Today these pubs are collectively owned by local shareholder groups. The Antwerp Arms has 360 members, the Ivy House has 371 and the Hope has 48. No one expects returns on the capital invested. Instead, according to the shareholders we interviewed, their main aim for investing was to rescue the pub for the community.

Another key factor for the success of these initiatives (in particular the Ivy House and Antwerp Arms), has been the possibility to list these pubs as an “asset of community value”, which has allowed groups to save these buildings from market speculation and plan collective action for their reconversion.

For each one, activists decided to reopen the pubs providing food and drink as usual, but they have also enriched them with new activities devoted to specific community needs. These three COPs host local charities meetings for free, raise money for local initiatives, select local producers for their food and ales menu, employ local people, provide after-school activities, hold bike repair workshops and organise cultural events. Anyone can propose ideas to the board and develop them within the community pub.

How COPs enhance community life

Interviews with founders, shareholders and customers show how these long-term projects have provided an appreciation of history and brought a sense of purpose and achievement, renewing and boosting the sense of community.

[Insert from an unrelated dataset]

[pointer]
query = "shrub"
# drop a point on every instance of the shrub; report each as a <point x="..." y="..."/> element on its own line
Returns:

Activists and shareholders have been able to preserve a significant place which represents for them a cornerstone in their community history. They have also been successful in generating a new social identity of local community in highly dense urbanised neighbourhoods, connecting people who might otherwise have remained anonymous neighbours. There is also a sense of getting back to the real function of pubs in terms of connecting and belonging:

Everybody perceives this as a community asset. There’s never any trouble and … it’s very safe … There is a community atmosphere with … good conversation, no TV, no radio music. In the 1960s and 1970s, English pubs were like this. Customer, The Hope

Our findings show how participants have expanded their social interaction with other residents and reveal how things like trust and collaboration have also increased. Crucially many have come to understand how partnership and collaboration are valuable tools for figuring out common problems.

Most of all, being part of a community-owned pub enhances the experience of being part of a community, one that works together for the common good, which can achieve great things when local people unite and decide to build something positive and lasting for the future.